Paying Mr. Roux’s or Ms. Dressen’s medical costs risks being portrayed as an admission a company vaccine or drug has caused problems. Such an admission risks being at odds with submissions to FDA, with latter FDA representations to the public [15,30], and at odds with the published medical reports of this trial [2]. This mismatch risks opening a company up to a fraud charge, as happened to GlaxoSmithKline with Study 329, but it would seem possible to manage this risk with judicious wording.

Everything hinges on an approach companies have taken for two decades, which, as noted above, champions the idea that unless an effect happens to a statistically significant extent in a trial, then there is no evidence that this effect has been caused by the drug or vaccine. This is particularly problematic in that adverse events are never the primary outcome in licensing trials and events are unlikely to be detected and if detected testing for statistical significance is strictly speaking inappropriate. Adhering to this approach, companies can offer a consent form like the ones outlined here knowing that nobody injured in their trial is ever likely to be able to establish the therapeutic agent has caused an injury.

This position stands at odds with common sense and normal judicial process as embodied by NIH in Ms. Dressen’s case and by the doctors in Hospital Aleman in which Mr. Roux sought treatment.

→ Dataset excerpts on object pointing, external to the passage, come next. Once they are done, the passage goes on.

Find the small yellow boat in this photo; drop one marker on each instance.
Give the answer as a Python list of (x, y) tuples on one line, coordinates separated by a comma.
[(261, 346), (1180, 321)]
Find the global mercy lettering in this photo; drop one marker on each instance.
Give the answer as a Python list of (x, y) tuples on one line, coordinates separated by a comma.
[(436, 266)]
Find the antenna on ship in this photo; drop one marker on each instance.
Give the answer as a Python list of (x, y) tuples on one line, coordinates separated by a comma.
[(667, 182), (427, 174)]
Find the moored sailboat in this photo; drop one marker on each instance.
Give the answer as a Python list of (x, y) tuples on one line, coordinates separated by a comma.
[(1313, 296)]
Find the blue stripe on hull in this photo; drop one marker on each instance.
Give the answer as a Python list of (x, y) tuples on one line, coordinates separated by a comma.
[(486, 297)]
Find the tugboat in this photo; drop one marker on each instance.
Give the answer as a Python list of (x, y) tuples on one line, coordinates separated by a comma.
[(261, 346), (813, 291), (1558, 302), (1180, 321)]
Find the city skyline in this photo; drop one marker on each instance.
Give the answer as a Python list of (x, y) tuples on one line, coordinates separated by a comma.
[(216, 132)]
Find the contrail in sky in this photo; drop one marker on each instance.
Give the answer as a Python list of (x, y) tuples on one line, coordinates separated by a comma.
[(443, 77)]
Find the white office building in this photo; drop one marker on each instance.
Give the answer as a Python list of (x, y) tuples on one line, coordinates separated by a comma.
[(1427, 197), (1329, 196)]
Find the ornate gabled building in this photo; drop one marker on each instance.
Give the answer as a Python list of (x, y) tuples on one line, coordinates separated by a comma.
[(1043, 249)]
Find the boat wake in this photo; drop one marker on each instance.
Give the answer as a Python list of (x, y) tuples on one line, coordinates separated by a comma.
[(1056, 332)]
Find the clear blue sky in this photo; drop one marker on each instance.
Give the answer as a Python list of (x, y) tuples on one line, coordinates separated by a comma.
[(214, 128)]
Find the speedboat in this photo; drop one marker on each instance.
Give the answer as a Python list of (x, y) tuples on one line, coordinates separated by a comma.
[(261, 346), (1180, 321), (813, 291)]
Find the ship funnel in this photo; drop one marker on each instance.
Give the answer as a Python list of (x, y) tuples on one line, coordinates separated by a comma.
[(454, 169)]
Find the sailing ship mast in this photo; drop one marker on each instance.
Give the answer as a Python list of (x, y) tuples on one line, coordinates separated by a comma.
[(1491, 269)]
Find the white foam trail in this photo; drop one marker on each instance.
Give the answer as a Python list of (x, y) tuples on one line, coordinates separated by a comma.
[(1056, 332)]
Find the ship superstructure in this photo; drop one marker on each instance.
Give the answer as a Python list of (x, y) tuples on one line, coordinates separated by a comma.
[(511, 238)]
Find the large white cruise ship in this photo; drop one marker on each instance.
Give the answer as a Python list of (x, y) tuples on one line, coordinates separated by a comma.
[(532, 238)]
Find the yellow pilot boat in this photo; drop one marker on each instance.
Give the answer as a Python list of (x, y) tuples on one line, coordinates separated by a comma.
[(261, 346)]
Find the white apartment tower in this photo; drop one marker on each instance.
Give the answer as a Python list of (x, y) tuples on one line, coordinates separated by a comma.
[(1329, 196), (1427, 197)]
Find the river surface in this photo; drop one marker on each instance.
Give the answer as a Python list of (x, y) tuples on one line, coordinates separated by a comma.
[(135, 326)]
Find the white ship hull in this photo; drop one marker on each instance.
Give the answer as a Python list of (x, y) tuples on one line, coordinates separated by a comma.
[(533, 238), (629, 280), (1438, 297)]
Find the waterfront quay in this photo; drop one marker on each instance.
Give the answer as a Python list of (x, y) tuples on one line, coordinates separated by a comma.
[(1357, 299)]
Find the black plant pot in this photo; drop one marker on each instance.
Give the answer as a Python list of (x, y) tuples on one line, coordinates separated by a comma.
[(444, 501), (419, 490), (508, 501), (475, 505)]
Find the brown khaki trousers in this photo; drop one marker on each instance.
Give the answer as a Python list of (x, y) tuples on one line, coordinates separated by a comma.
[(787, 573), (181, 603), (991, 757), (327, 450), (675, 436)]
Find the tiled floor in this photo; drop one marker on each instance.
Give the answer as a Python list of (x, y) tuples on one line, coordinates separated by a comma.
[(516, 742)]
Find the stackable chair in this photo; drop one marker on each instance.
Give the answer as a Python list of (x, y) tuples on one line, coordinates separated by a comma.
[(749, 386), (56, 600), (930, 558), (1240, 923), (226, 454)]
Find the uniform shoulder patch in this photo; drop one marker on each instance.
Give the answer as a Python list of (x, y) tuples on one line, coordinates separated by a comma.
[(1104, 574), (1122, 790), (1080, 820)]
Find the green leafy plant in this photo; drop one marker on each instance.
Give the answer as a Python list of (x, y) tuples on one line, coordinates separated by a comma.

In these cases, doctors practicing in accordance with standard medical practice have said both she and he have vaccine induced injuries.

Company statements regarding prospective support for injuries incurred seem likely to predispose to consent to participate in the trials outlined here. This information, however, appears misleading, and likely applies to many company consent forms. This is a matter of concern, but it is not clear how to reconcile the business, scientific and ethical issues involved.

Facing a novel, unexpected problem, in company trials, allied business and time pressures do not make it easy for investigators to determine causality. It is not clear how feasible it would be to offer all trial participants an independent review of causality for harms in real time, but this would be good medical and scientific practice.

Conflict of interest

Two of the authors are contributing from a position of lived experience.